Their helpfulness gave him a good impression of Black Hawk College immediately.
He moved to the United States in 2016, arriving in Moline just a week before his classes started.
Making a difference
The culture shock began on the drive home from the airport.
Ndiaye asked his uncle why no one was walking, and he explained that everyone was driving. Even as an elementary student, Ndiaye would walk miles to get to school.
Now, Ndiaye drives, too, and he regularly takes people from the Quad-Cities area to Chicago for appointments and interprets for them. Those he helps include people seeking asylum, becoming citizens, or assisting family in coming to the United States.
This volunteer work has made a big impact on Ndiaye.

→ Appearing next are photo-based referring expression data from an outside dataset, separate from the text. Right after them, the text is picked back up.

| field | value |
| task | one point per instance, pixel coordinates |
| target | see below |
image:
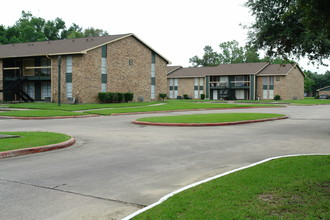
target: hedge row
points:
(115, 97)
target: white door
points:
(239, 94)
(45, 90)
(28, 88)
(215, 94)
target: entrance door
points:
(239, 94)
(215, 94)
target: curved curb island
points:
(32, 150)
(208, 124)
(191, 110)
(50, 117)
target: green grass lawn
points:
(287, 188)
(40, 113)
(209, 118)
(174, 105)
(78, 107)
(30, 139)
(305, 101)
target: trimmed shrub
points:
(162, 96)
(110, 97)
(277, 97)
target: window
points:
(103, 87)
(153, 75)
(268, 87)
(45, 90)
(104, 68)
(239, 80)
(68, 69)
(196, 88)
(28, 88)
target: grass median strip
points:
(305, 101)
(286, 188)
(78, 107)
(210, 118)
(174, 106)
(40, 113)
(30, 139)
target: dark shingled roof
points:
(61, 47)
(171, 69)
(224, 69)
(56, 47)
(277, 69)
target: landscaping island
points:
(215, 119)
(21, 143)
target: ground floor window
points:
(268, 87)
(68, 89)
(240, 94)
(45, 90)
(29, 89)
(174, 84)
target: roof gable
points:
(223, 69)
(62, 47)
(327, 88)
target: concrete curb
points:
(163, 199)
(33, 150)
(209, 124)
(53, 117)
(188, 110)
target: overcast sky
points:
(177, 29)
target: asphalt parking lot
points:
(117, 167)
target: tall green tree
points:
(230, 52)
(291, 27)
(29, 28)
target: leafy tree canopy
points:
(230, 52)
(29, 28)
(291, 28)
(314, 81)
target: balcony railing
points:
(27, 71)
(231, 84)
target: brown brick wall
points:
(295, 84)
(161, 76)
(280, 86)
(259, 87)
(1, 80)
(288, 87)
(186, 86)
(121, 77)
(86, 76)
(135, 78)
(54, 79)
(324, 92)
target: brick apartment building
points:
(116, 63)
(242, 81)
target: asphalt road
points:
(117, 167)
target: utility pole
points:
(59, 62)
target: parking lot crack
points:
(76, 193)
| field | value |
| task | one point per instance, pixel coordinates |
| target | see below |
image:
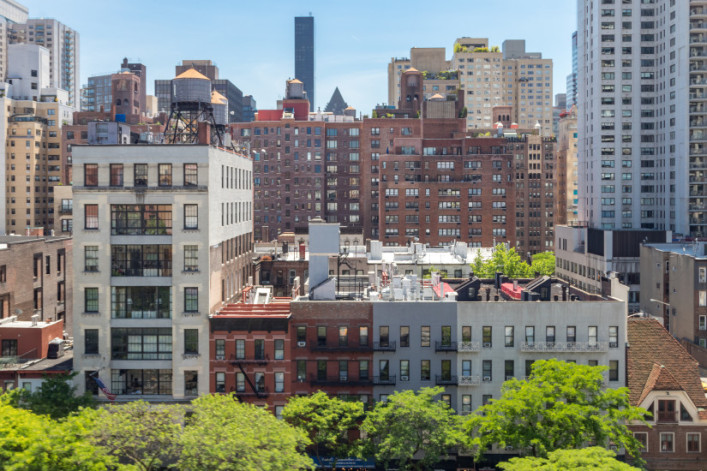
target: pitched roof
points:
(192, 73)
(657, 362)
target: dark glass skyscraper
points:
(304, 55)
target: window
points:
(191, 299)
(240, 349)
(220, 382)
(141, 344)
(90, 342)
(191, 175)
(425, 336)
(220, 350)
(530, 335)
(425, 370)
(191, 383)
(404, 336)
(91, 300)
(191, 258)
(90, 216)
(279, 381)
(363, 335)
(693, 442)
(486, 336)
(259, 349)
(363, 369)
(116, 174)
(404, 370)
(509, 337)
(613, 336)
(91, 258)
(191, 341)
(666, 442)
(613, 370)
(191, 216)
(140, 175)
(165, 174)
(343, 336)
(90, 175)
(486, 366)
(279, 349)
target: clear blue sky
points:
(252, 42)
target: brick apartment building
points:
(33, 274)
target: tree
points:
(223, 434)
(562, 405)
(146, 435)
(31, 442)
(55, 397)
(409, 424)
(585, 459)
(543, 263)
(326, 421)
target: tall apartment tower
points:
(164, 238)
(304, 55)
(11, 13)
(63, 45)
(642, 100)
(572, 78)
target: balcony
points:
(570, 347)
(446, 380)
(384, 380)
(339, 380)
(444, 346)
(469, 347)
(469, 381)
(384, 346)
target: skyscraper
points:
(642, 96)
(304, 55)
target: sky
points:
(252, 43)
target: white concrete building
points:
(163, 237)
(642, 96)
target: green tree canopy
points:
(145, 435)
(585, 459)
(562, 405)
(223, 434)
(326, 421)
(55, 397)
(31, 442)
(409, 424)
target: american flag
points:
(104, 388)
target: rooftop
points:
(657, 361)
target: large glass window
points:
(141, 302)
(90, 216)
(90, 175)
(141, 382)
(191, 174)
(116, 174)
(140, 175)
(141, 343)
(90, 299)
(91, 258)
(165, 174)
(191, 216)
(141, 260)
(141, 219)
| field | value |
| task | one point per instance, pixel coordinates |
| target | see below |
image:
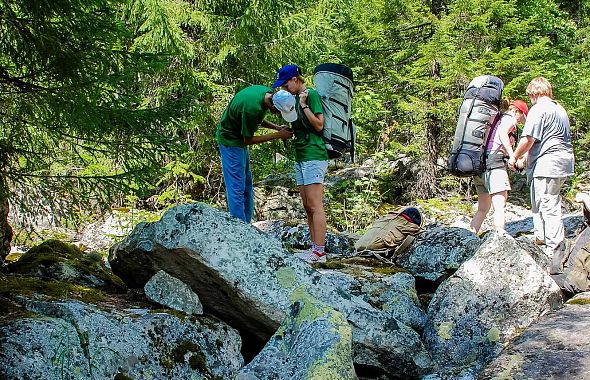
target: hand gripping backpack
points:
(479, 111)
(392, 234)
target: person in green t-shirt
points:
(236, 130)
(311, 156)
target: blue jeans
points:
(239, 190)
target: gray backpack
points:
(478, 112)
(334, 83)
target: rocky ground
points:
(200, 295)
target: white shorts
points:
(492, 181)
(310, 172)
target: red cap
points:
(521, 106)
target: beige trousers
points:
(546, 208)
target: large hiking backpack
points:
(392, 234)
(334, 83)
(479, 111)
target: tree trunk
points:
(5, 229)
(426, 186)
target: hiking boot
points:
(312, 256)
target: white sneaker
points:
(312, 256)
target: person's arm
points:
(316, 120)
(281, 134)
(504, 135)
(269, 125)
(524, 145)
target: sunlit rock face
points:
(246, 278)
(74, 340)
(491, 298)
(557, 347)
(438, 252)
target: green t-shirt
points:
(309, 144)
(243, 116)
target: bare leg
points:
(484, 201)
(312, 196)
(499, 202)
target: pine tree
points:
(75, 124)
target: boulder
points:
(313, 342)
(298, 237)
(247, 279)
(74, 340)
(401, 300)
(59, 261)
(438, 252)
(489, 300)
(171, 292)
(102, 234)
(278, 202)
(557, 347)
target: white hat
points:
(284, 101)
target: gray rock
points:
(313, 342)
(247, 279)
(102, 234)
(580, 299)
(73, 340)
(298, 237)
(401, 300)
(524, 226)
(487, 302)
(438, 252)
(173, 293)
(278, 202)
(557, 347)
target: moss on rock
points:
(38, 260)
(12, 286)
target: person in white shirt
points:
(546, 140)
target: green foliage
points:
(75, 120)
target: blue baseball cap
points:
(285, 73)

It is hard to hold back tears when he hears some of their stories, which make him grateful for the life he has.
Ndiaye speaks four languages: French and English, and African dialects Fulani and Wolof. French is often the common language when interpreting since there are so many African dialects.
Growing at Black Hawk College
One year of ESL prepared Ndiaye for college-level courses at Black Hawk College. Although he was initially nervous about his Associate in Arts classes, he did very well, earning almost all As and a few Bs.
He especially enjoyed his history and political science classes.
Ndiaye got more involved with campus life by joining Student Government Association (SGA) for the 2018-2019 year. Before then, he generally went to class and then home.
BHC Director of Student Life and SGA advisor Jana Koch witnessed him transform from a quiet student to being very open and highly involved on campus, striving to welcome and help all students.
“While his journey at Black Hawk College has ended and we hated saying goodbye, it is a privilege to know that he will continue to seek a better life for not only himself but for all those he serves,” she said.
The next chapter
This fall Ndiaye will begin studying at Western Illinois University’s Quad-Cities Campus, where is majoring in Law Enforcement and Public Administration.
Ndiaye previously studied public law in Africa, and his career goal is to become an immigration lawyer.
He decided to transfer to Western because he wanted to stay in the area and likes the size of campus. At Black Hawk College, he really enjoyed small class sizes that let him connect with his instructors.
“Because of this institution, I have the foundation I need not only for English, but in everything I need to know for my major,” he said. “Don’t even think twice: you need to come to Black Hawk College.”